Komite ini mengumumkan hal tersebut setelah membuka file mengenai banjir Jeddah pada 2009 dan menginvestigasi isu tentang virus korona (MERS – Middle East Respiratory Syndrome).

Komite ini dikepalai oleh Putra Mahkota dengan anggota Ketua Komisi Pemantauan dan Investigasi, Ketua Otorita Anti Korupsi Nasional, Kepala Biro Audit Umum, Jaksa Agung, dan Kepala Keamanan Negara.

Berdasarkan dekrit kerajaan yang dikeluarkan oleh Raja Salman, komite ini punya hak untuk melakukan investigasi, menangkap, mengeluarkan larangan perjalanan, membekukan akun dan portofolio, melacak dana dan aset dari tiap individu yang terlibat dalam kasus korupsi.

Komite anti korupsi yang baru didirikan ini dipimpin oleh Putra Mahkota Kerajaan Arab, Mohammed bin Salman. Pria yang populer disebut MBS ini adalah millenial pertama yang memimpin kerajaan Saudi, demikian disebutkan The Telegraph.

Pria 32 tahun itu, sudah dianggap sebagai penguasa de facto sebelum dilakukannya serah terima kekuasaan resmi dari ayahnya, Raja Salman, yang kini berusia 81 tahun. Ia telah mengendalikan lini utama pemerintah, mulai dari pertahanan hingga ekonomi.

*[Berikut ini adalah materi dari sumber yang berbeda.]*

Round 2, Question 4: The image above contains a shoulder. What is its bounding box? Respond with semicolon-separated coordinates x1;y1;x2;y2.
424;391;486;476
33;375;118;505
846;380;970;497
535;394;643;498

Di tempat terpisah, Menteri Garda Pelindung Nasional Arab Saudi, Pangeran Miteb bin Abdullah, dicopot dari jabatannya. Pencopotan juga dilakukan terhadap Komandan Angkatan Laut Laksamana Abdullah bin Sultan bin Mohammed al Sultan.

 

Pangeran Miteb dibebastugaskan dari jabatannya setelah terbitnya dekrit kerajaan. Pria kelahiran 1953 itu diketahui telah mengepalai Garda Nasional Arab Saudi sejak 2010. Pelindung Nasional adalah pasukan elite keamanan yang didirikan atas dasar kesukuan tradisional yang dijalankan oleh Pangeran Abdullah bin Abdulaziz al Saud, mendiang Raja Arab Saudi, selama lima dekade.

 

Sementara itu, diwartakan Reuters, Garda Nasional bertanggung jawab atas akademi militer, proyek perumahan, dan rumah sakit. Garda Nasional juga merupakan sumber pendapatan luar biasa bagi kontraktor militer Amerika Serikat (AS) yang melatih sekira 100 ribu anggota aktif dan 27 ribu relawan.